If there’s an inversion, the pollutants will hang low in the valley — along with smoke from wood-burning stoves and other background pollution. And if the valley is blanketed in snow, and there’s no cloud-cover and no wind, then the VOCs and NOx are exposed to sunlight from above and below. These conditions — most likely to occur during the coldest part of the winter — will bake the pollutants, triggering a photochemical reaction that creates ozone.
The danger is, nobody knows exactly how much we have to cut emissions of VOCs and NOx before the region is no longer prone to ozone spikes — no matter what Mother Nature does from winter to winter. The region may have escaped this season without any 8-hour ozone spikes, but it’s no indication that the problem has gone away.
The Pinedale Anticline and Jonah operators have been working closely with Wyoming DEQ to lower VOC and NOx emissions, with some success. A network of pipelines drastically cut tanker-truck traffic. Drilling rigs have been equipped with catalytic converters while other rigs have been converted to natural gas-powered engines. EnCana Oil & Gas USA says it has a crew of workers whose only job is to check for leaks everyday in the Jonah field and patch them up.
These efforts, along with a state-level air quality program considered to be one of the toughest in the nation, are the reason that Wyoming operators didn’t squawk much this week when the U.S. Environmental Protection Agency issued its first standards to limit pollution from oil and gas production activities. John Robitaille, vice president of the Petroleum Association of Wyoming, told the press it looked as though EPA plucked its new rules straight from Wyoming’s playbook.
But is Wyoming doing enough? Don’t forget that a legal standard doesn’t necessarily reflect what’s hazardous to human health. Wyoming was ahead of federal regulators on emissions from oil and gas operations in 2011 when citizens in the Pinedale region were forced to stay indoors for 10 days that winter due to dangerous ozone levels — in pristine Wyoming. Last year EPA was under the gun to lower its ozone threshold based on our growing understanding of the human health hazards of ozone, but the Obama administration backed off hoping to gain favor for delaying the estimated $90 billion cost to implement the lower standards.
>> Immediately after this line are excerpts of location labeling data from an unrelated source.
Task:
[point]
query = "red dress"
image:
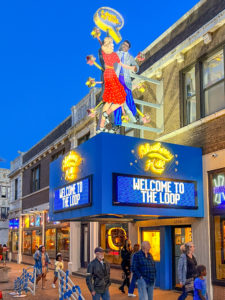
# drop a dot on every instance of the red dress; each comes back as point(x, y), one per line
point(114, 91)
Conclusively measuring the human health cost is much more difficult.
This year, Wyoming and EPA continue to prepare for a pending “non-attainment” designation in the Pinedale region, which means the ozone threat got so bad that the federal government could decide to block all new sources of pollution here unless the state proves it’s on track to resolve the problem. So far, the plan includes moving forward with some 20,000 new natural gas wells in western and central portions of the state.
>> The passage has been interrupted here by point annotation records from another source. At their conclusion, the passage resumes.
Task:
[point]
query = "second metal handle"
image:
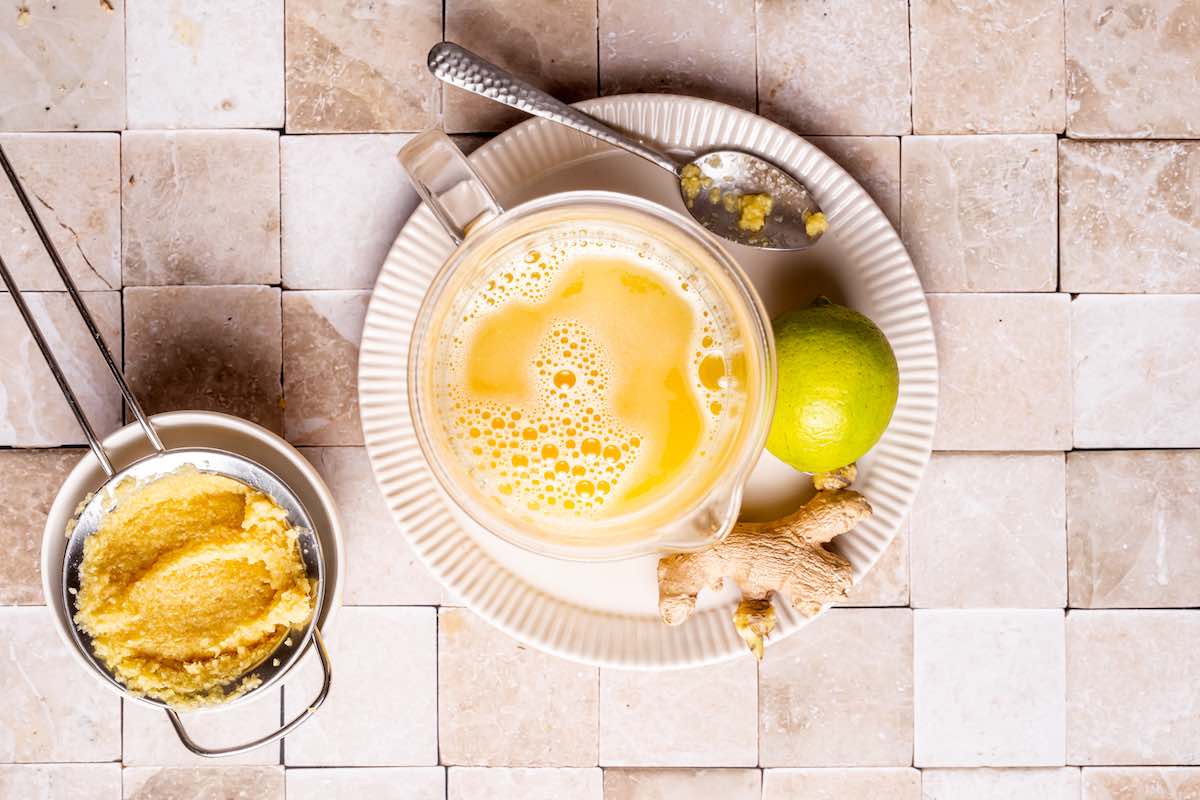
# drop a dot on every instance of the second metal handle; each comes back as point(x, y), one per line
point(460, 67)
point(275, 735)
No kidding; EnCana says its proposed Normally Pressured Lance (NPL) field surrounding the Jonah includes up to 3,500 new wells over a 10-year period — with near zero emissions. It would drill at a pace of 350 new wells each year, compared to the 71 new wells drilled in Jonah last year.
“What we stirve for on NPL is a zero emissions footprint. … We have gotten to a point where we understand the quipment and the kind of equipment it takes,” EnCana spokesman Randy Teeuwen told WyoFile.
Don’t blame folks in the Pinedale region if they’re not holding their breath.
“Until they have a program in place that prevents violations of the National Ambient Air Quality Act standard, they can’t even really move forward with permitting this project,” said Bruce Pendery of the Wyoming Outdoor Council.